MAJ mardi 17 septembre 2013
© D. R.

Biographie William A. Wellman


Naissance à Brookline le 01 mars 1896.
Mort à Los Angeles le 09 décembre 1975.
Avec des origines anglaise, galloise, écossaise et irlandaise, William A. Wellman est un Anglo-Saxon pure souche. Il faut y ajouter une descendance directe avec Francis Lewis, l'un des signataires de la Déclaration d'Indépendance des États-Unis. Mais tout cela ne l'empêche pas de se faire exclure de la Newton High School lorsqu'il fait exploser une boule puante à la tête du principal. Ironiquement, sa mère, d'origine irlandaise et officier de probation, est dans le même temps chargée par le Congrès d'établir un rapport sur la délinquance juvénile.
William A. Wellman travaille alors dans la vente, puis dans un dépôt de bois avant de devenir joueur de hockey sur glace professionnel, et de croiser Douglas Fairbanks qui lui assure qu'il a une gueule d'acteur.
Pendant la Première Guerre mondiale, il s'engage dans un corps d'ambulanciers en qualité de chauffeur. De passage à Paris, il rejoint la Légion étrangère, et devient pilote de chasse dans l'escadrille Lafayette où on le surnomme "Wild Bill" ("Bill le Sauvage"). Il reçoit la Croix de Guerre. Il est stationné à Lunéville. On lui accorde à son tableau de chasse trois victoires certaines et deux autres hypothétiques, mais il est abattu le 21 mars 1918 par une batterie allemande anti-aérienne.
Ayant survécu avec une boiterie qui lui durera la vie entière (et qui lui servira lorsqu'il s'agira de séduire de jolies femmes), celui qui est devenu maréchal des logis est libéré par la Légion étrangère et peut retourner aux États-Unis. Il publie Go Get'Em, un ouvrage sur l'école française de pilotage et sur son expérience du front. Il rejoint l'US Army Air Service et, sur la base de San Diego, apprend aux jeunes pilotes les tactiques de combat.
Il passe ses week-ends à Hollywood en compagnie d'un Douglas Fairbanks subjugué par cet aventurier qui arrive à bord de son avion et atterrit sur un terrain de polo à Bel Air. Il lui permet alors d'obtenir un rôle dans The Knickerbocker Buckaroo (1919), puis de jouer un officier, la même année, dans Evangeline, mais il est viré pour avoir frappé l'actrice principale, Miriam Cooper, la femme du réalisateur Raoul Walsh.
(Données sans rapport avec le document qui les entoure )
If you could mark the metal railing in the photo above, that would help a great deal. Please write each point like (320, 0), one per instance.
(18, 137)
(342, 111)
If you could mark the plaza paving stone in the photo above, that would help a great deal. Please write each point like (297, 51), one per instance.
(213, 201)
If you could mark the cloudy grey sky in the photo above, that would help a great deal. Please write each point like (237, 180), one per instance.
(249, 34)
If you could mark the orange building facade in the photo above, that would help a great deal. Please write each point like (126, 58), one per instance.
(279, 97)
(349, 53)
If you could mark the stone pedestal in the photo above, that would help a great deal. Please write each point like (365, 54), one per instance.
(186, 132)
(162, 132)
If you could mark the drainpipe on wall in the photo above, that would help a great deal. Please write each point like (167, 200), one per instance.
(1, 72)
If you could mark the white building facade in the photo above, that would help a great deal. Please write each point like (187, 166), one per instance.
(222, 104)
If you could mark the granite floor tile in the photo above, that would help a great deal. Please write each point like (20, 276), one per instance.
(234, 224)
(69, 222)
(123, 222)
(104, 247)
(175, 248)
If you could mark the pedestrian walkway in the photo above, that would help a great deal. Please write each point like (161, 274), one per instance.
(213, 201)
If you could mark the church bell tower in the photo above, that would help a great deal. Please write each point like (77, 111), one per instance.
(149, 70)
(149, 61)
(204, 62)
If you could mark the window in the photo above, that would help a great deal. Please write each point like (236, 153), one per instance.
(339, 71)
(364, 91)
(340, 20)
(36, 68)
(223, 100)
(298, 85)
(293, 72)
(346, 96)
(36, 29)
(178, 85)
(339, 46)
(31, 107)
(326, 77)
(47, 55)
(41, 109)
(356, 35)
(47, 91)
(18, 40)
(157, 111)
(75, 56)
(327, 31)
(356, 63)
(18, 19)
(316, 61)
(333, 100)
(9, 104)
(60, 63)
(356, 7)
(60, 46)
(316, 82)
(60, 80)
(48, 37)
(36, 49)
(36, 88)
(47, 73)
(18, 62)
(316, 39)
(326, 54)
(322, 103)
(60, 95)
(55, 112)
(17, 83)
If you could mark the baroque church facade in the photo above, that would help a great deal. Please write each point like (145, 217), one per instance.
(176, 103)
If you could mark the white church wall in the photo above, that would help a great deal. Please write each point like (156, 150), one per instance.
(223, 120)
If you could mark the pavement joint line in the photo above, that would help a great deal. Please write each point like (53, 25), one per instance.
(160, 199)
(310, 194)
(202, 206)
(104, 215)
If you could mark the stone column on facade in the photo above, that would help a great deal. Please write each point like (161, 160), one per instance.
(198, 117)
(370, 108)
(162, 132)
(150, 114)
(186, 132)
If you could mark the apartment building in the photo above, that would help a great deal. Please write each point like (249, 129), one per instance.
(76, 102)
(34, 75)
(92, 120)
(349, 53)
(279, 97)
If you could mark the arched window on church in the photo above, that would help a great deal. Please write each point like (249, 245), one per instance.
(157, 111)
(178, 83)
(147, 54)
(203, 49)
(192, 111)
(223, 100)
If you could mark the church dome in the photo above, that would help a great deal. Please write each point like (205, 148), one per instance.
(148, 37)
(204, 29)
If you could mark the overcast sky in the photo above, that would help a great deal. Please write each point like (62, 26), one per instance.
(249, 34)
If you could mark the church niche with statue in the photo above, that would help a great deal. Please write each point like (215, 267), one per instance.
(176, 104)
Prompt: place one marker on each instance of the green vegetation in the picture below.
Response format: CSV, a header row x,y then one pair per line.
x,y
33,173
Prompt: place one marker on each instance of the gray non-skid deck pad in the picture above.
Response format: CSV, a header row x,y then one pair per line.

Cela ne le dérange pas car de son point de vue être un acteur est un obstacle à sa masculinité, et il n'aime pas ça. Il se tourne alors derrière la caméra. Il est tout d'abord garçon de courses, puis assistant-monteur, assistant-accessoiriste, accessoiriste, réalisateur adjoint, second réalisateur puis finalement réalisateur.
Assistant-réalisateur au côté de Bernie Durning, il apprend une règle simple et qu'il ne doit pas contourner : ne pas fraterniser avec celles qui seront les femmes fatales à l'écran. Bien entendu, William A. Wellman, s'empresse de transgresser cette règle, ce qui n'empêchera pas une grande amitié entre les deux hommes. Il débute la réalisation en 1920 pour la Fox avec The Twins of Suffering Creek. Non crédité, il doit attendre 1923 et The Man Who Won et Second Hand Love, qui paraissent le même jour, pour voir son nom au générique. Enrôlé par la Paramount en 1927 après une douzaine de films à petit budget, il dirige un film de guerre aérien pendant la Première Guerre mondiale avant de réaliser des comédies et des films de gangsters dont L'Ennemi public avec James Cagney. Connu pour son dédain des acteurs, en général, et des actrices, en particulier, William A. Wellman n'attirait pas leur sympathie, aimant tirer le meilleur d'eux-mêmes en un minimum de temps.
Au cours d'une carrière riche de quatre-vingts films réalisés entre 1919 et 1958, il a reçu un Academy Award (l'ancêtre des Oscar) pour le scénario d'Une étoile est née (1937), et a été nommé dans la catégorie "Meilleur réalisateur" à trois reprises. Récompensé d'un Lifetime Achievement Award, il a également son étoile au Hollywood Walk of Flame (6125 Hollywood Boulevard).
Marié quatre fois à Helene Chadwick, Margery Chapin, Marjorie Crawford et finalement à Dorothy Coonan avec qui il aura eu sept enfants, William A. Wellman meurt en 1975 d'une leucémie. Incinéré, ses cendres ont été dispersées en mer.


Bibliographie*

Réalisateur :

Actualité

  • 29/04 Cinéma: Michael Henry Wilson et William A. Wellman
  • 01/04 Cinéma: Polars en 35 mm
  • 11/02 Cinéma: Bo Widerberg et les réalisateurs méconnus (II)
  • 04/02 Cinéma: Bo Widerberg et les réalisateurs méconnus
  • 31/07 Cinéma: Film noir, Gene Wider & Jerry Lewis
  • 01/01 Cinéma: La Passion et ses travers
    Pour la nouvelle année, L'Action Christine* nous offre une semaine de passions, qui peuvent prendre des formes diverses et variées allant jusqu'à débusquer au cours d'un procès Douze hommes en colère. Le film de Sidney Lumet est un modèle du film noir avec Henry Fonda. Mais ça peut aussi survenir au détour d'une crise économique avec Gary Cooper et ce fameux Rebelle, de King Vidor, ou encore dans un camp militaire de Géorgie avec Elizabeth Taylor et Marlon Brando dirigés par John Huston. La Fièvre dans le sang avec Natalie Wood et Warren Beatty, après une pleine semaine à l'affiche, s'immisce également dans cette thématique sur fond de lutte des classes et d'amours impossibles. Quant à Gregory Peck et Ava Gardner, ils affrontent l'enfer du jeu dans Passion fatale de Robert Siodmak. Le reste n'est évidemment pas non plus à négliger. De quoi entamer avec délices une nouvelle année...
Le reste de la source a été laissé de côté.